Numerical implementation of mixing and molecular transport in LES/PDF studies of turbulent reacting flows

Abstract

Probability Density Function (PDF) methods in combination with Large Eddy Simulations (LES) are a powerful tool for studying turbulent reacting flow problems and we are interested in the implementation of mixing and molecular transport in LES/PDF methods. The numerical methodology used for solution procedure is the hybrid particle/mesh method and a fractional step scheme is used to solve for transport, reaction and mixing sequentially. Mixing is modeled using the Interaction by Exchange with the Mean (IEM) model and the effects of molecular transport are incorporated as a mean drift term in the mixing step. This methodology avoids spurious production of scalar variance and also allows direct incorporation of differential diffusion effects. In this study, various numerical implementations of mixing and molecular transport are presented and evaluated, using the Method of Manufactured Solutions (MMS), for (1) accuracy, (2) detailed conservation, (3) realizability, and (4) stability. Moreover, the methodology is shown to be successful in capturing the effects of differential diffusion accurately with the additional property of ensuring realizability of species mass fractions. Finally and most importantly, we describe a new variance reduction technique by way of an implicit smoothing methodology.
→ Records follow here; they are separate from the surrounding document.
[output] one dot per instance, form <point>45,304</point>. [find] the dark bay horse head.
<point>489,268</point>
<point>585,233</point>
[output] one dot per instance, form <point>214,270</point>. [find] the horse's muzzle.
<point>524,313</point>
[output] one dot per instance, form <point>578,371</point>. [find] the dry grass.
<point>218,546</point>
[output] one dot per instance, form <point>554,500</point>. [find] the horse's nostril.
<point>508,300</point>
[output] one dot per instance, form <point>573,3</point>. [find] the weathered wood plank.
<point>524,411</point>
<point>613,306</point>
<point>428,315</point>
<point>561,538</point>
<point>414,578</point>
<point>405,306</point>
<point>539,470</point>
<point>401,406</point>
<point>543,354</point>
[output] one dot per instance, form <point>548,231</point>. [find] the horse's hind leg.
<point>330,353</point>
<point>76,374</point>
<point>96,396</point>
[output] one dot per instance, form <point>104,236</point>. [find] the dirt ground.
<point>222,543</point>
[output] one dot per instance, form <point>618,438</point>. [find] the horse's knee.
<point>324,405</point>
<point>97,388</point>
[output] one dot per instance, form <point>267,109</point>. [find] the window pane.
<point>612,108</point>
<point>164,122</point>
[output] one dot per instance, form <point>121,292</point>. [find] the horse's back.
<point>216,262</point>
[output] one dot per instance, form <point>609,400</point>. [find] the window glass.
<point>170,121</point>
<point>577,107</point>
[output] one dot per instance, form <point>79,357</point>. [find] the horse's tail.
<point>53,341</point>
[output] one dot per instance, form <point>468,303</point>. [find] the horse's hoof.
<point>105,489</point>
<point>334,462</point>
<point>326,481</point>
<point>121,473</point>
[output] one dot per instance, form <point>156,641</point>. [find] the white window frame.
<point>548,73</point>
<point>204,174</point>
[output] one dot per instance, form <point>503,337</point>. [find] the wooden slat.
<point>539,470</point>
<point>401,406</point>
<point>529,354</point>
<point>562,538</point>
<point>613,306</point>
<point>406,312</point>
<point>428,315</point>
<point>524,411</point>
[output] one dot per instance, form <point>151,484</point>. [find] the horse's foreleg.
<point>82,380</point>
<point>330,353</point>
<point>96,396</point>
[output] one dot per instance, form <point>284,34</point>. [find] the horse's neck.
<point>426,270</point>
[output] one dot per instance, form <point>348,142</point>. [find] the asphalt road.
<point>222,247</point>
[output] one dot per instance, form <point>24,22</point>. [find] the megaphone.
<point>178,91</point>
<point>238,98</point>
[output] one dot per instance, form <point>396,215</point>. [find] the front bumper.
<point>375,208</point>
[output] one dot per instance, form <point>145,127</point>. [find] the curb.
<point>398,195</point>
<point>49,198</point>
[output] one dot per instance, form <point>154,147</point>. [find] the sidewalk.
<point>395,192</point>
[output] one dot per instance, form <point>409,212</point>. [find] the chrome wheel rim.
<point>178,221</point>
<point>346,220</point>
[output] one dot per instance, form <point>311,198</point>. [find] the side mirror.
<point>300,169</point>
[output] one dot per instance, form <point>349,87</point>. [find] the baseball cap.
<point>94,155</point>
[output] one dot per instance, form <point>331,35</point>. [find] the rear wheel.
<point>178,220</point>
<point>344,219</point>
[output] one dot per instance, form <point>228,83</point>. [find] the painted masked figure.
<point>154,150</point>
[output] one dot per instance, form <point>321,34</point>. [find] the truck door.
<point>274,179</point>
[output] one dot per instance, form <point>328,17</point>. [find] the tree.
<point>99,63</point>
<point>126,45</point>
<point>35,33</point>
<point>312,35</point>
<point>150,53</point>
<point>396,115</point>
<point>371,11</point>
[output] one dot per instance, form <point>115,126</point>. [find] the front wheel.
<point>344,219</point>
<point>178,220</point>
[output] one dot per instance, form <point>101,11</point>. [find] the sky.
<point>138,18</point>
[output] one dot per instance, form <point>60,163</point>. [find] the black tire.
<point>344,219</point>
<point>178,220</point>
This smoothing scheme is shown to satisfy conservation, boundedness and regularity criteria. Moreover, for an appropriate choice of the smoothing length scale, significant improvements in accuracy can be achieved for an incremental increase in computational cost. Also, it is shown that with smoothing on a length scale greater than the grid size, the bias and statistical errors due to there being a finite number of particles in the Lagrangian Monte Carlo simulations scale as N tot - 1 and N tot - 1 / 2 respectively, where N tot is the total number of particles in the computational domain, whereas without smoothing these errors scale as N pc - 1 and N pc - 1 / 2 , where N pc is the much smaller number of particles in a computational cell.